В то время в самом воздухе Англии напряженность все возрастала. Испанская угроза подползала все ближе, и не было человека, который бы этого не чувствовал. Нидерланды оказались в затруднительном положении, и туда вновь направили Лестера. На этот раз ему было поручено сказать им, что они должны сами договориться с испанцами, поскольку ввиду возросшей угрозы своим собственным берегам королева уже не могла заботиться об их безопасности.
Теперь она не позволила Эссексу сопровождать отчима.
– Кто-то же должен развлекать меня, – заявила она и оказала ему честь, сделав своим старшим конюшим, позаимствовав эту должность у Лестера, которого назначила смотрителем своей резиденции в Виндзоре. Она желала, чтобы Лестер знал, что никто не сможет заменить ей ее Глаза, но в то же время ей хотелось, чтобы его красивый пасынок был постоянно при ней.

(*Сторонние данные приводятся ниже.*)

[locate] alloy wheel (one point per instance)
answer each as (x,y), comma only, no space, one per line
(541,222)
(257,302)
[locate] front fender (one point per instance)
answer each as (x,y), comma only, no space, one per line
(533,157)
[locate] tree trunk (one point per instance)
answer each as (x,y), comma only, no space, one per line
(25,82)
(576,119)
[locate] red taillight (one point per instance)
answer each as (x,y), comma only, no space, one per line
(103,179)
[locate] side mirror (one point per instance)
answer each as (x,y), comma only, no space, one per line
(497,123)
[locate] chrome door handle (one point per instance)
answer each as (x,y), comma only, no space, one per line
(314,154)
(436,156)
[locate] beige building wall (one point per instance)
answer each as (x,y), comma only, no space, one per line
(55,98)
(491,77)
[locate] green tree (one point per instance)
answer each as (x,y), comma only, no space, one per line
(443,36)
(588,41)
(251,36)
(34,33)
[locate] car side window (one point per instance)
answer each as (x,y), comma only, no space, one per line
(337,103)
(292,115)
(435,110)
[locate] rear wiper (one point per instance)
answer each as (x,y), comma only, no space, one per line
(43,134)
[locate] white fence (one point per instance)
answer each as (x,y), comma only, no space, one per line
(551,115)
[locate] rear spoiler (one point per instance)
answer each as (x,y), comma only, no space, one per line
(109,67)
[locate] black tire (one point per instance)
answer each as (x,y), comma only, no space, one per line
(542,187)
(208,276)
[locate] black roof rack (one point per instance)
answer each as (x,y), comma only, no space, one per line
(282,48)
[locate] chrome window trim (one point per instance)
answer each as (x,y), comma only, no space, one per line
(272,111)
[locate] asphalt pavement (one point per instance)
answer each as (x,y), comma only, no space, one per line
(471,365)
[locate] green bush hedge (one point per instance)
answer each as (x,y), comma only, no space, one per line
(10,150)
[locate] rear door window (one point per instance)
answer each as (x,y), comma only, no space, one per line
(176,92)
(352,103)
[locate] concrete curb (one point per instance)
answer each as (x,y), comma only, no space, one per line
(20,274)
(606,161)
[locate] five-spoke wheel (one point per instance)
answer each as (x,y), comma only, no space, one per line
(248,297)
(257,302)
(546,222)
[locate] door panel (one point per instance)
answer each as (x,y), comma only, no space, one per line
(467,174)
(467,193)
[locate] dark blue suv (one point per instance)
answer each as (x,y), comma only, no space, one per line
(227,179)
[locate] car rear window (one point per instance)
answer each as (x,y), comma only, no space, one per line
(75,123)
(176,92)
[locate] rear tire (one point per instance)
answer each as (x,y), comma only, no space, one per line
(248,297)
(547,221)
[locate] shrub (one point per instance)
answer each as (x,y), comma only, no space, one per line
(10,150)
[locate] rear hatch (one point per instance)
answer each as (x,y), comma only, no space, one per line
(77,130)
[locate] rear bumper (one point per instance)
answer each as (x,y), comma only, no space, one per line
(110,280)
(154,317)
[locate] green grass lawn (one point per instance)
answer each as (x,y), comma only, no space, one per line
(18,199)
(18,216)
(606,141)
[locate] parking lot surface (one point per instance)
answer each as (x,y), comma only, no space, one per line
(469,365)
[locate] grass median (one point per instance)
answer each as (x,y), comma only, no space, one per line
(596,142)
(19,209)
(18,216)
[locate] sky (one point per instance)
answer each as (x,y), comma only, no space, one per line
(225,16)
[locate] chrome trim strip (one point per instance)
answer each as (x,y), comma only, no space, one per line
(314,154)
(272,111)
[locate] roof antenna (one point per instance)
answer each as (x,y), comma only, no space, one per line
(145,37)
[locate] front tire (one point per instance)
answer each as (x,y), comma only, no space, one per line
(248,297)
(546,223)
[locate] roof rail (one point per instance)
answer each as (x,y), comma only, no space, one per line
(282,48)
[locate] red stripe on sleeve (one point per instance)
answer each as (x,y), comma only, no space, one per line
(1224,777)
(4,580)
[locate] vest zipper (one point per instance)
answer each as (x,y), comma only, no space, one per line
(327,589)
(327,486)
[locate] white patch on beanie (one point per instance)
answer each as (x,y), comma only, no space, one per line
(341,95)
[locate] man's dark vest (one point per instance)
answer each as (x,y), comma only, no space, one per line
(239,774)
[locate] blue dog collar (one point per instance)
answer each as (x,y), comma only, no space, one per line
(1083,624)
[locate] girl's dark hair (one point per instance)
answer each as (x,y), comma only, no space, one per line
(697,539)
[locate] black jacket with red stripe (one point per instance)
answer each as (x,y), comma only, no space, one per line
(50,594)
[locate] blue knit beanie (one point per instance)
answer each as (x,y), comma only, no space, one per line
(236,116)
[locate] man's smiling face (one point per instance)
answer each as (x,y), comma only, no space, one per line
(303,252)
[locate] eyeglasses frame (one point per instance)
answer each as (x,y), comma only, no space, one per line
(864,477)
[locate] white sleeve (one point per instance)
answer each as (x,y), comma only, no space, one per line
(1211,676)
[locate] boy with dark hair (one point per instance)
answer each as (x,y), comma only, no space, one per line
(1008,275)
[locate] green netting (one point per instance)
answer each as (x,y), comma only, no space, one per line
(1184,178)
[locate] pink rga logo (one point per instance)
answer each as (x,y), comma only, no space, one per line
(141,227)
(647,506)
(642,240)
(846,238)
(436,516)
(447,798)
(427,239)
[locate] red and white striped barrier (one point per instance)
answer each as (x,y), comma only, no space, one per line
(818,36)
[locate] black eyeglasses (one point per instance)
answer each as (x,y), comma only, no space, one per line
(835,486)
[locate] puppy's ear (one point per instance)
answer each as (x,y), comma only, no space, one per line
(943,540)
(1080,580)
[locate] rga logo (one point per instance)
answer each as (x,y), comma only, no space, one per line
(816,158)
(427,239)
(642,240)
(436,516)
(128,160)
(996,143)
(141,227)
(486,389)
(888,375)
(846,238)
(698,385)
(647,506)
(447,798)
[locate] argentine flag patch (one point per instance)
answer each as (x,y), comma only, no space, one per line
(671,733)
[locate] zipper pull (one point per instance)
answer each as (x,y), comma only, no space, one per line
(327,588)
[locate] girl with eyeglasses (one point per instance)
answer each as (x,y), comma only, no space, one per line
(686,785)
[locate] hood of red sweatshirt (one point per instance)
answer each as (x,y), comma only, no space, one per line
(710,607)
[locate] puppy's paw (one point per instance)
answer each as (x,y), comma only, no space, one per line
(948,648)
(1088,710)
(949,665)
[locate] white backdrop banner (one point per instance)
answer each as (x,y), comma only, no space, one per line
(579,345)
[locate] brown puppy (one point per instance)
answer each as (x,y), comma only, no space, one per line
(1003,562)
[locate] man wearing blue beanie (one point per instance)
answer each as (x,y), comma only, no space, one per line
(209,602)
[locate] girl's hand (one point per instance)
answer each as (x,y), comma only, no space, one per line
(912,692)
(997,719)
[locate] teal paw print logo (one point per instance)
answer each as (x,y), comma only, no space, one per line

К этому времени Лестер, должно быть, понял, что если королева полюбила, то это навсегда. Бедный Лестер! Он был уже стар и ему постоянно нездоровилось. Куда подевался удалой красавец ее, да и моей молодости? Он исчез, а на его месте появился столь же видный, но располневший мужчина, одолеваемый подагрой и другими болезнями, результатом долгих лет излишеств и злоупотреблений. Его некогда здоровый румянец сменила нездоровая краснота.
Тем не менее она всю жизнь оставалась ему верна. Она простила ему таинственную смерть его первой жены, брак со мной, его многочисленные попытки обмануть ее и наконец нидерландское фиаско. Поистине она была верной госпожой и любовницей.
Она, как и прежде, обожала наряды и в последнее время тяготела к белому цвету. Она всегда любила белую одежду, с тех самых пор как черный и белый были особенно модными цветами. Елизавета считала, что белый цвет идет к ее стареющему лицу. В редких случаях, когда мне удавалось ее увидеть, всегда в одностороннем порядке, например, когда она проезжала по улицам, отправляясь в путешествие по стране, я не могла с ней не согласиться. Ее кожа была свежей, а воздержанность в пище и питье позволили ей сохранить стройную девическую фигуру. Она была необыкновенно изящна и грациозна. Честно говоря, я никогда и ни у кого не видела более царственной осанки. Таким образом, издалека она все еще казалась молодой, а блеск и пышность, которыми она себя окружала, способствовали тому, что народ считал ее бессмертной.